Here's one example. This value appears (with a trailing slash appended if not already present) as the <run>.automationId property in SARIF v1, the <run>.automationLogicalId property in SARIF v2, and the <run>.automationDetails.id property in SARIF v2.1.0.

Posting the SARIF results to GitHub

Once the database is ready, you can query it interactively, or run a suite of queries to generate a set of results in SARIF format and upload the results to GitHub. This example uploads a SARIF file to GitHub code scanning.

codeql github upload-results --sarif=<file> [--github-auth-stdin] [--github-url=<url>] [--repository=<repository-name>] [--ref=<ref>] [--commit=<commit>] [--checkout-path=<path>] <options>...
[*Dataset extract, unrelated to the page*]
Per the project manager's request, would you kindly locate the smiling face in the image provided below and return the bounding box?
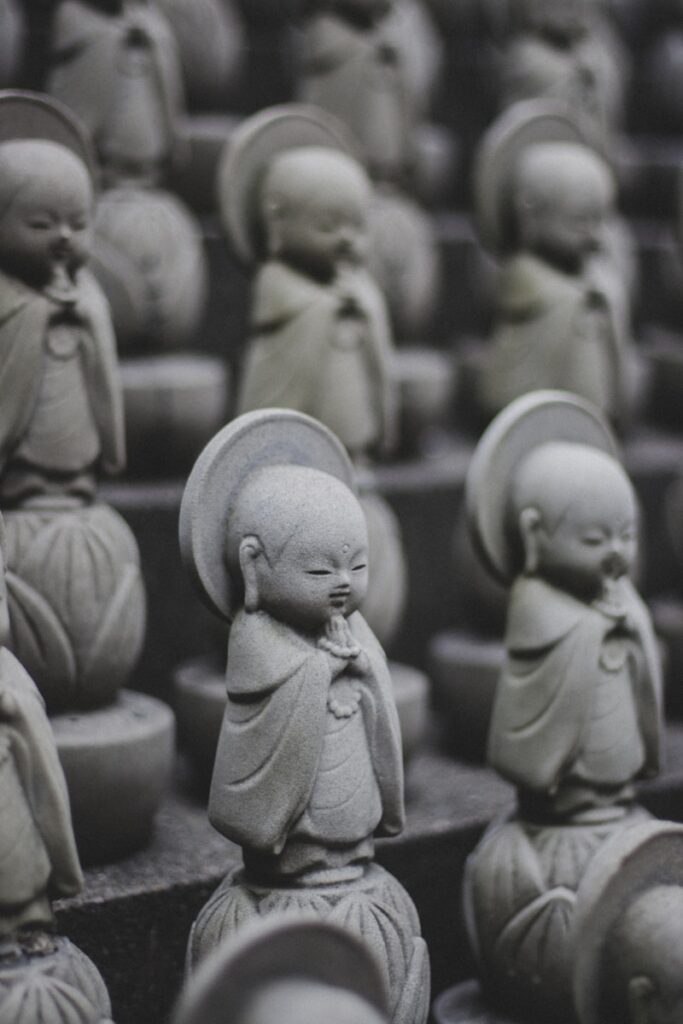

To upload results to GitHub, each continuous integration (CI) server needs a GitHub App or personal access token for the CodeQL CLI to use. You must use an access token or a GitHub App with the security_events write permission. You could potentially allow the CodeQL CLI to use the same token if CI servers already use a token with this scope to check out repositories from GitHub. Otherwise, create a new token with the security_events write permission and add this to the CI system's secret store. Best practice for security is to set the --github-auth-stdin flag and pass the token to the command through the standard input.

Upload non-Microsoft SARIF results

For code scanning to display results from a static analysis tool in your GitHub repository, your results must be stored in a SARIF file that supports a specific subset of the SARIF 2.1.0 JSON schema. Alternatively, your results display in your repository on GitHub automatically if you use the default CodeQL static analysis engine. Fingerprint data is included in SARIF files created by the CodeQL analysis workflow or using the CodeQL runner.

SARIF specifications use the JSON property name, partialFingerprints. A dictionary from named fingerprint types to the fingerprint. This contains, at a minimum, a value for the primaryLocationLineHash, which provides a fingerprint based on the context of the primary location.

GitHub attempts to populate the partialFingerprints field from the source files if you upload a SARIF file using the upload-sarif action and this data is missing. Additionally, users might see duplicate alerts when code scanning alerts are processed and displayed, if you upload a SARIF file without fingerprint data using the /code-scanning/sarifs API endpoint.

To avoid seeing duplicate alerts, you should calculate fingerprint data and populate the partialFingerprints property before you upload the SARIF file. A helpful starting point is to use the same script as the upload-sarif action.